Ekonom Craig Botham, seorang ekonom di Pantheon Economics, setuju. “Kami pikir China memasuki resesi neraca di Q2, dan kebijakan perlu dikalibrasi ulang untuk diperbaiki. Kombinasi penurunan properti, tindakan keras teknologi, dan nol Covid telah memukul nilai aset.”

Dana bailout China, Wang mencatat, “dapat ditargetkan untuk menyelesaikan boikot hipotek baru-baru ini, atau memberikan dukungan keuangan langsung kepada pengembang real estat, antara lain. Bagaimanapun, ini harus mencegah krisis keuangan yang lebih luas, dan yang lebih penting, kerusuhan sosial terkait.”

Selalu ada harapan bahwa Beijing mungkin menyadari kesalahannya. Ekonom Carlos Casanova di Union Bancaire Privée menunjukkan bahwa Perdana Menteri China Li Keqiang berbicara tentang menyempurnakan kebijakan Covid untuk meminimalkan biaya ekonomi.

Masalahnya, China telah mengisyaratkan pendekatan "nol Covid dinamis" setidaknya sejak Januari. Dan setiap poros mungkin datang secara bertahap. “Ini persis sejalan dengan perkiraan pertumbuhan PDB di bawah konsensus kami sebesar 3.7% untuk 2023,” kata Casanova.

Analis Zerlina Zeng di penasehat CreditSights menunjukkan bahwa China juga membersihkan pedoman lama stimulus infrastruktur untuk melawan dampak negatif dari kebijakan nol Covid dan penurunan properti.

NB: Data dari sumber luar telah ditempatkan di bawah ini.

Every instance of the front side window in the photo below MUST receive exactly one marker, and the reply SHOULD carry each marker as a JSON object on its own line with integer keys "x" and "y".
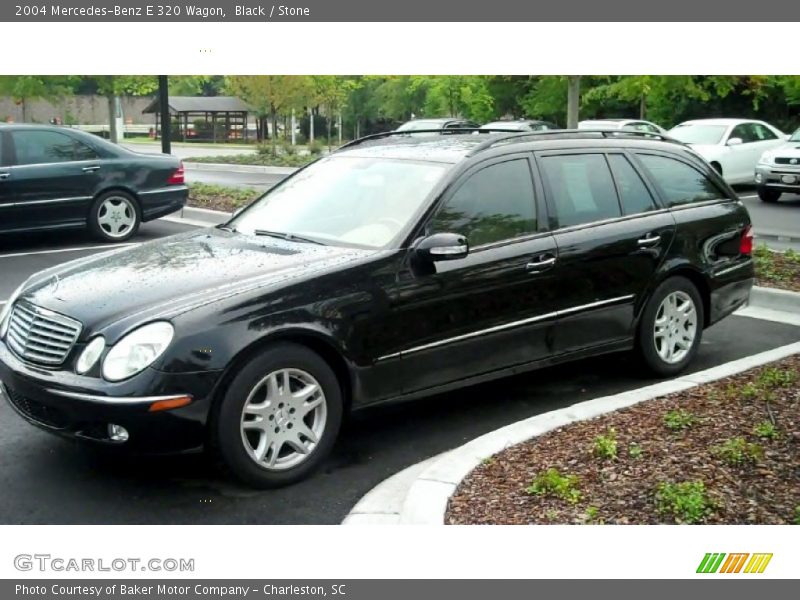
{"x": 494, "y": 204}
{"x": 680, "y": 183}
{"x": 344, "y": 200}
{"x": 37, "y": 147}
{"x": 581, "y": 188}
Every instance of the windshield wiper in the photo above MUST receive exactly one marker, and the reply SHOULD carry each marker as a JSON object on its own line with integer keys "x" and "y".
{"x": 287, "y": 236}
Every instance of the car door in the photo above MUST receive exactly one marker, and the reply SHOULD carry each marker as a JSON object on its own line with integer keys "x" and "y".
{"x": 52, "y": 178}
{"x": 494, "y": 308}
{"x": 611, "y": 236}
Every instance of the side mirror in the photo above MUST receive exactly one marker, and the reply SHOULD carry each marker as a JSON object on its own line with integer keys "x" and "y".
{"x": 442, "y": 246}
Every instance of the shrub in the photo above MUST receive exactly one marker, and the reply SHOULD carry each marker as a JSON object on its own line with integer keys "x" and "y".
{"x": 737, "y": 451}
{"x": 553, "y": 483}
{"x": 687, "y": 502}
{"x": 605, "y": 446}
{"x": 679, "y": 419}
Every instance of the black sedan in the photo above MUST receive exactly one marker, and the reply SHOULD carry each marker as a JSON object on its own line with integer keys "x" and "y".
{"x": 397, "y": 267}
{"x": 60, "y": 178}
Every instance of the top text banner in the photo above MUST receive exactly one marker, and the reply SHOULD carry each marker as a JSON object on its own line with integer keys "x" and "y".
{"x": 396, "y": 11}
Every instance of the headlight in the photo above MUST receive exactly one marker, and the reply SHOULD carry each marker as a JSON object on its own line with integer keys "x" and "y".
{"x": 90, "y": 354}
{"x": 5, "y": 314}
{"x": 137, "y": 351}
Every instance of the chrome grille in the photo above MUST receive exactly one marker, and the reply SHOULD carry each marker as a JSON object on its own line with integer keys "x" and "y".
{"x": 40, "y": 335}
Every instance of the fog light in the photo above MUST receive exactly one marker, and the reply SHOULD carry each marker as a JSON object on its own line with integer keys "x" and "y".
{"x": 117, "y": 433}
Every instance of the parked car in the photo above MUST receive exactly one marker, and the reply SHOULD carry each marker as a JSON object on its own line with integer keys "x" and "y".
{"x": 521, "y": 125}
{"x": 778, "y": 170}
{"x": 732, "y": 146}
{"x": 625, "y": 124}
{"x": 395, "y": 268}
{"x": 428, "y": 126}
{"x": 62, "y": 178}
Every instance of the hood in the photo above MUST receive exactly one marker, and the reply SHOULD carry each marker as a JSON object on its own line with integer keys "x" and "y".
{"x": 168, "y": 276}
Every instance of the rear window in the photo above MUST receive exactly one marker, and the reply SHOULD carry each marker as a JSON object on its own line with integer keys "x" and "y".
{"x": 581, "y": 188}
{"x": 679, "y": 182}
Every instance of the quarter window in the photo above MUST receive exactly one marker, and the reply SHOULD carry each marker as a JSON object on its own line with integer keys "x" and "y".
{"x": 581, "y": 188}
{"x": 633, "y": 193}
{"x": 680, "y": 183}
{"x": 35, "y": 147}
{"x": 494, "y": 204}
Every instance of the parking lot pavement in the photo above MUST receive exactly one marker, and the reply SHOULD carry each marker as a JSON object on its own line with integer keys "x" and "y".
{"x": 48, "y": 480}
{"x": 21, "y": 256}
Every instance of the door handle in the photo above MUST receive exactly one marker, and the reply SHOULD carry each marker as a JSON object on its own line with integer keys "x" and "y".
{"x": 651, "y": 239}
{"x": 541, "y": 263}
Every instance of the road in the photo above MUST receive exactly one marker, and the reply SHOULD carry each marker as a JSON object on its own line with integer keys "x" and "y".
{"x": 49, "y": 480}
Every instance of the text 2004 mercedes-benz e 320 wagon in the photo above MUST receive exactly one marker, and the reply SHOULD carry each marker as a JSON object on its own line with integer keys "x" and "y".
{"x": 397, "y": 267}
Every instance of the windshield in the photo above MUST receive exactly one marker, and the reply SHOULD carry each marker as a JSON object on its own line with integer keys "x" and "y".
{"x": 699, "y": 134}
{"x": 420, "y": 124}
{"x": 344, "y": 200}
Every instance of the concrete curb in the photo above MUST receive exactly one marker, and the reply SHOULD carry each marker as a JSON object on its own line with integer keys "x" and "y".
{"x": 775, "y": 299}
{"x": 233, "y": 168}
{"x": 427, "y": 498}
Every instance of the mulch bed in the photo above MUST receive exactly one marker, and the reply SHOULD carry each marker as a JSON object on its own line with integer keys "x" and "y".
{"x": 778, "y": 270}
{"x": 764, "y": 489}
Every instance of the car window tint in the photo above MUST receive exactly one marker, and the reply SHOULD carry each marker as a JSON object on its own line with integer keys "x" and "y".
{"x": 494, "y": 204}
{"x": 84, "y": 152}
{"x": 35, "y": 147}
{"x": 581, "y": 187}
{"x": 680, "y": 183}
{"x": 762, "y": 132}
{"x": 633, "y": 193}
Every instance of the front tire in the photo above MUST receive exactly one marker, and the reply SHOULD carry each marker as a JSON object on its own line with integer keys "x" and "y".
{"x": 768, "y": 195}
{"x": 671, "y": 327}
{"x": 279, "y": 417}
{"x": 115, "y": 217}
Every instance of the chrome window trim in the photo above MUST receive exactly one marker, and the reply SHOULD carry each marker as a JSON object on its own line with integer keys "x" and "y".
{"x": 114, "y": 399}
{"x": 503, "y": 327}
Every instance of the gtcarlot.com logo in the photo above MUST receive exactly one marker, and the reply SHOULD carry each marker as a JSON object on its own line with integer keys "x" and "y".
{"x": 739, "y": 562}
{"x": 46, "y": 562}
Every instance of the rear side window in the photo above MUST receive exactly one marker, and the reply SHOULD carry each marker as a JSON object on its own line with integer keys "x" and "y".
{"x": 633, "y": 193}
{"x": 36, "y": 147}
{"x": 581, "y": 188}
{"x": 493, "y": 204}
{"x": 680, "y": 183}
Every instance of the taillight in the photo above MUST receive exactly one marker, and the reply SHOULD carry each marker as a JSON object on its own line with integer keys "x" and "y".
{"x": 178, "y": 176}
{"x": 746, "y": 243}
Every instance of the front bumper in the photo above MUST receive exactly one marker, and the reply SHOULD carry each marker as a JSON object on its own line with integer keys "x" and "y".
{"x": 83, "y": 412}
{"x": 782, "y": 178}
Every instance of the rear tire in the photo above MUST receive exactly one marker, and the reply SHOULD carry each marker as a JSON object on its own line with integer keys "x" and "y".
{"x": 671, "y": 327}
{"x": 115, "y": 217}
{"x": 279, "y": 418}
{"x": 768, "y": 195}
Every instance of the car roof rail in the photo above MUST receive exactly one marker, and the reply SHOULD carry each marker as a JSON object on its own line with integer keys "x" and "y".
{"x": 568, "y": 133}
{"x": 449, "y": 131}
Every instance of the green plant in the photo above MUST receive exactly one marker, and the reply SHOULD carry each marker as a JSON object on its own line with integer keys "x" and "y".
{"x": 315, "y": 148}
{"x": 553, "y": 483}
{"x": 737, "y": 451}
{"x": 678, "y": 419}
{"x": 605, "y": 446}
{"x": 687, "y": 502}
{"x": 635, "y": 450}
{"x": 766, "y": 430}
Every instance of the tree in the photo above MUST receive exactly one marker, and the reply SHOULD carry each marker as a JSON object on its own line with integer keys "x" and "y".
{"x": 24, "y": 88}
{"x": 271, "y": 95}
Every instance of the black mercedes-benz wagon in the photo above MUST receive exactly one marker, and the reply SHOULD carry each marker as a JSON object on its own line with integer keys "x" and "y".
{"x": 397, "y": 267}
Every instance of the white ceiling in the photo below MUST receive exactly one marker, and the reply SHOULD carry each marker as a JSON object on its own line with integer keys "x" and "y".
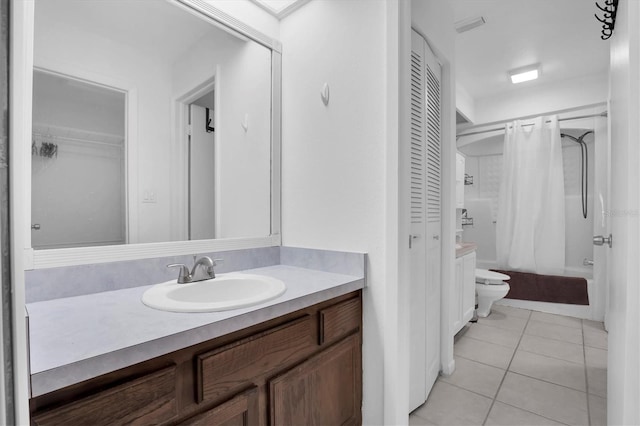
{"x": 562, "y": 35}
{"x": 156, "y": 28}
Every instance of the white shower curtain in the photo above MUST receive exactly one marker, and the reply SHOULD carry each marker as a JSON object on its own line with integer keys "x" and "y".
{"x": 530, "y": 228}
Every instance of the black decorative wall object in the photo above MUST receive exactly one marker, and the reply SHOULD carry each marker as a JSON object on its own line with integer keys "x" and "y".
{"x": 608, "y": 18}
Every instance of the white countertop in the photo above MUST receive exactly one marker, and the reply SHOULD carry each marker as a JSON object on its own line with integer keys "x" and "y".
{"x": 76, "y": 338}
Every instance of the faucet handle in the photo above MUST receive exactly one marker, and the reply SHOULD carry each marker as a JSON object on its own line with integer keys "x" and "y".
{"x": 184, "y": 276}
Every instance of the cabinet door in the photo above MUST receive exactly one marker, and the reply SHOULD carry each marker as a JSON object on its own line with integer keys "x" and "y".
{"x": 150, "y": 399}
{"x": 457, "y": 296}
{"x": 324, "y": 390}
{"x": 469, "y": 287}
{"x": 241, "y": 410}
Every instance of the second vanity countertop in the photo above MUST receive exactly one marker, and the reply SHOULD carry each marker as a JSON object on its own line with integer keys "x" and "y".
{"x": 465, "y": 248}
{"x": 77, "y": 338}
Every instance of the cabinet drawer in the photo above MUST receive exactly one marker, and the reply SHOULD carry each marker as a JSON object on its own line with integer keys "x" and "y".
{"x": 147, "y": 400}
{"x": 241, "y": 410}
{"x": 227, "y": 369}
{"x": 338, "y": 320}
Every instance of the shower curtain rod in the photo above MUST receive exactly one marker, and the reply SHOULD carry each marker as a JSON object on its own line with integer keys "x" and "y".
{"x": 602, "y": 114}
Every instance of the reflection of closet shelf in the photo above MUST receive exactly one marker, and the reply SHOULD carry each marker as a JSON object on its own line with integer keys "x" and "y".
{"x": 47, "y": 133}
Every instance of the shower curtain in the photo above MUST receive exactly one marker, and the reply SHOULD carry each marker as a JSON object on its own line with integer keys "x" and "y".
{"x": 530, "y": 228}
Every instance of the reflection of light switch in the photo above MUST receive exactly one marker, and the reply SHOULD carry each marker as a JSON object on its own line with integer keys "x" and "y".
{"x": 149, "y": 196}
{"x": 245, "y": 122}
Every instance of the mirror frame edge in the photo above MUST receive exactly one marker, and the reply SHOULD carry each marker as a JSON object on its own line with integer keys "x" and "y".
{"x": 50, "y": 258}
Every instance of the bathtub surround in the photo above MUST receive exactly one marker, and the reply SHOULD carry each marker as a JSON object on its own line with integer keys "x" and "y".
{"x": 530, "y": 225}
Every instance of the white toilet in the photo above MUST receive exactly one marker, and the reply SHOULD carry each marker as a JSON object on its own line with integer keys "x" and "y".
{"x": 490, "y": 286}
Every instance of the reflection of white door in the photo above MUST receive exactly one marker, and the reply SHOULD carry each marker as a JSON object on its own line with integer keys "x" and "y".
{"x": 201, "y": 176}
{"x": 624, "y": 268}
{"x": 424, "y": 241}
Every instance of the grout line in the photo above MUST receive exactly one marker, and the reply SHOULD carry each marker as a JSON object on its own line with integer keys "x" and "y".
{"x": 546, "y": 381}
{"x": 507, "y": 370}
{"x": 554, "y": 357}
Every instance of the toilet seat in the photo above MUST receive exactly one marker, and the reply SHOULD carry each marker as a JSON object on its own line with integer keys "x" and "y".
{"x": 484, "y": 276}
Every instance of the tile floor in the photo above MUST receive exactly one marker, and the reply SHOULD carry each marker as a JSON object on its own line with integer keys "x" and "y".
{"x": 520, "y": 367}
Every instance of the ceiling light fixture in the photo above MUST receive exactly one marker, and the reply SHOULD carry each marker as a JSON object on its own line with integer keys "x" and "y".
{"x": 280, "y": 8}
{"x": 469, "y": 24}
{"x": 523, "y": 74}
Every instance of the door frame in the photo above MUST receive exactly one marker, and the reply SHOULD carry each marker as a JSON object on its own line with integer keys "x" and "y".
{"x": 180, "y": 152}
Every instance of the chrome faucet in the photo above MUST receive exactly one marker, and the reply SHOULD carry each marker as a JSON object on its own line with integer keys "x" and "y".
{"x": 202, "y": 270}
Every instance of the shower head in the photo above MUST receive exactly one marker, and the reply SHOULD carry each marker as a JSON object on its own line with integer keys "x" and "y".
{"x": 564, "y": 135}
{"x": 583, "y": 135}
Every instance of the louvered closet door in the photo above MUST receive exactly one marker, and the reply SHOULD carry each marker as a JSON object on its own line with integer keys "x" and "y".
{"x": 433, "y": 74}
{"x": 424, "y": 241}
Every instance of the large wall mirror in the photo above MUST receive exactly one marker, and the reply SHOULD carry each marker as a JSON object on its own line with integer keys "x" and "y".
{"x": 153, "y": 121}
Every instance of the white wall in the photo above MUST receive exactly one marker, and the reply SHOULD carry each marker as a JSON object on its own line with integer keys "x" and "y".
{"x": 465, "y": 104}
{"x": 242, "y": 163}
{"x": 333, "y": 157}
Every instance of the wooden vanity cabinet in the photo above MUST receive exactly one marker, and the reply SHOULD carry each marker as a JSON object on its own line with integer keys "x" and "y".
{"x": 302, "y": 368}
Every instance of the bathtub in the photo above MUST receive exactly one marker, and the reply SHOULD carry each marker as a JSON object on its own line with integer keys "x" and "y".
{"x": 578, "y": 311}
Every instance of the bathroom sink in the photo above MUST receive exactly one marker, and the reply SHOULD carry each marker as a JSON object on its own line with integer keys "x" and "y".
{"x": 226, "y": 291}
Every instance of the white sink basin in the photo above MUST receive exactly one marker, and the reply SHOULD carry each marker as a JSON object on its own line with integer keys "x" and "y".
{"x": 226, "y": 291}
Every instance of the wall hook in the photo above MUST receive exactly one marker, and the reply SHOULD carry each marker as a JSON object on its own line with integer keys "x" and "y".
{"x": 324, "y": 94}
{"x": 609, "y": 17}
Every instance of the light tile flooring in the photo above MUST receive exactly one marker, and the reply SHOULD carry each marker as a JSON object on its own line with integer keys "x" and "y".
{"x": 520, "y": 367}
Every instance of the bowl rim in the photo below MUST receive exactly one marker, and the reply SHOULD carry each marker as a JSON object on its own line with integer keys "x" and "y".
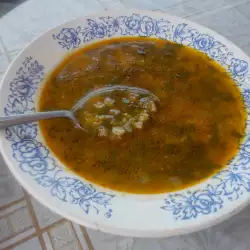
{"x": 104, "y": 227}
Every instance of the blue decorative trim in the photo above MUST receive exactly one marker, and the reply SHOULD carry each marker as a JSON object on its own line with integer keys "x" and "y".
{"x": 34, "y": 158}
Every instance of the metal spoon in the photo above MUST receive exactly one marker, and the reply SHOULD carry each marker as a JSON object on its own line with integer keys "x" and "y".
{"x": 8, "y": 121}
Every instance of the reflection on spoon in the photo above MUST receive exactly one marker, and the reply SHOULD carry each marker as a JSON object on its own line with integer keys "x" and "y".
{"x": 78, "y": 109}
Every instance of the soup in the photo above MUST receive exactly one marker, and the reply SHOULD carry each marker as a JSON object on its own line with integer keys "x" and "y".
{"x": 193, "y": 132}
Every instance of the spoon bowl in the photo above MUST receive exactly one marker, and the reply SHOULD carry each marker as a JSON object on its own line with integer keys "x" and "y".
{"x": 8, "y": 121}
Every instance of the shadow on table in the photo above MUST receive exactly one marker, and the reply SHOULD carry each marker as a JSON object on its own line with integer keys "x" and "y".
{"x": 8, "y": 5}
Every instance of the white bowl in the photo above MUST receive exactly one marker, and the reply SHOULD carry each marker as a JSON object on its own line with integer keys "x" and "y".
{"x": 44, "y": 176}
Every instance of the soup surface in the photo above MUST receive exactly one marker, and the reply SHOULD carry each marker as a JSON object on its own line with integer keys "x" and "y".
{"x": 194, "y": 132}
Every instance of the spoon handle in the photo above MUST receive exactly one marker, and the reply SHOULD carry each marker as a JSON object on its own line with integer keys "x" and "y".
{"x": 12, "y": 120}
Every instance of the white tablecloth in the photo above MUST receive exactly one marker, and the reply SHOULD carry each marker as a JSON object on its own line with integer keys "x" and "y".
{"x": 27, "y": 225}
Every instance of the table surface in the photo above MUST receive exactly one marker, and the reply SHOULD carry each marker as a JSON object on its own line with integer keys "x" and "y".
{"x": 25, "y": 224}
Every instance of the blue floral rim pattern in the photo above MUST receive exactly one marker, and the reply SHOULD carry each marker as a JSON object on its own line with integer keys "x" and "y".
{"x": 34, "y": 158}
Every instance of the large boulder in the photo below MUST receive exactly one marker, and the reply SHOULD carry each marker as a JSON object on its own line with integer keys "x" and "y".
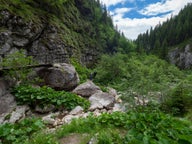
{"x": 86, "y": 89}
{"x": 3, "y": 87}
{"x": 7, "y": 105}
{"x": 101, "y": 100}
{"x": 61, "y": 76}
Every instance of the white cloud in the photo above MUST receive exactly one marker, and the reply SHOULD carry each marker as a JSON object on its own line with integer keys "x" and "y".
{"x": 114, "y": 2}
{"x": 163, "y": 7}
{"x": 122, "y": 10}
{"x": 133, "y": 27}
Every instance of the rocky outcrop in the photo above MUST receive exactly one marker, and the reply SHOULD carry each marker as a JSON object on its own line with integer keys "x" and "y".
{"x": 3, "y": 87}
{"x": 86, "y": 89}
{"x": 101, "y": 100}
{"x": 41, "y": 39}
{"x": 181, "y": 57}
{"x": 60, "y": 77}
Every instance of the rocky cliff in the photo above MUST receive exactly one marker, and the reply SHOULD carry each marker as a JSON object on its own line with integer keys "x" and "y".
{"x": 52, "y": 31}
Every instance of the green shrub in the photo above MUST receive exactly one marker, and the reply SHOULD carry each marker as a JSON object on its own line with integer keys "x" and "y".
{"x": 82, "y": 71}
{"x": 142, "y": 73}
{"x": 17, "y": 133}
{"x": 179, "y": 99}
{"x": 139, "y": 126}
{"x": 44, "y": 96}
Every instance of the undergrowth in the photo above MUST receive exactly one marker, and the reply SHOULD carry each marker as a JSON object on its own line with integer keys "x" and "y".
{"x": 139, "y": 126}
{"x": 44, "y": 96}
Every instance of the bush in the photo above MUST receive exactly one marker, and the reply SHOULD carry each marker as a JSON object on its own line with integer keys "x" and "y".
{"x": 43, "y": 96}
{"x": 17, "y": 133}
{"x": 82, "y": 71}
{"x": 142, "y": 73}
{"x": 179, "y": 99}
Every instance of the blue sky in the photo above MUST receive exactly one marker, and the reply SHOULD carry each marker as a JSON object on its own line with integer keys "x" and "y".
{"x": 136, "y": 16}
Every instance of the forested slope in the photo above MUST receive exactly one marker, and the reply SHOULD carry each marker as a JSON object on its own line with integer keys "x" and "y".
{"x": 176, "y": 31}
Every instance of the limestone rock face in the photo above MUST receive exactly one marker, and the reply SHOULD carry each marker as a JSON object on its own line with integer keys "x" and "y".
{"x": 60, "y": 77}
{"x": 181, "y": 57}
{"x": 101, "y": 100}
{"x": 41, "y": 39}
{"x": 86, "y": 89}
{"x": 3, "y": 87}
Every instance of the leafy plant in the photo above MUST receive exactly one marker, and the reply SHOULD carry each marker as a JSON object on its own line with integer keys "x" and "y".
{"x": 82, "y": 71}
{"x": 179, "y": 99}
{"x": 17, "y": 133}
{"x": 43, "y": 96}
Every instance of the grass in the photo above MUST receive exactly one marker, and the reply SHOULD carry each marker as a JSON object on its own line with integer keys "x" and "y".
{"x": 141, "y": 126}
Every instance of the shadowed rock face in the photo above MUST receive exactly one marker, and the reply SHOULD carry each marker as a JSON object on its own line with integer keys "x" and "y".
{"x": 40, "y": 39}
{"x": 60, "y": 77}
{"x": 86, "y": 89}
{"x": 181, "y": 57}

Berdasarkan pernyataan anggaran Beijing pada semester pertama tahun ini, Zeng mengharapkan peningkatan belanja modal oleh pemerintah pusat dan daerah. Ini akan mencakup pengeluaran besar-besaran untuk infrastruktur perkotaan/pedesaan, pengembangan lahan, pertanian, pengolahan air, utilitas dan transportasi.

Terlepas dari bagaimana China melakukannya, ia harus menemukan cara untuk menggerakkan ekonominya dari nol kembali menjadi pahlawan di mata para pemimpin Asia. Merangkul kebijakan Covid yang tidak terlalu kejam adalah tempat yang baik untuk memulai.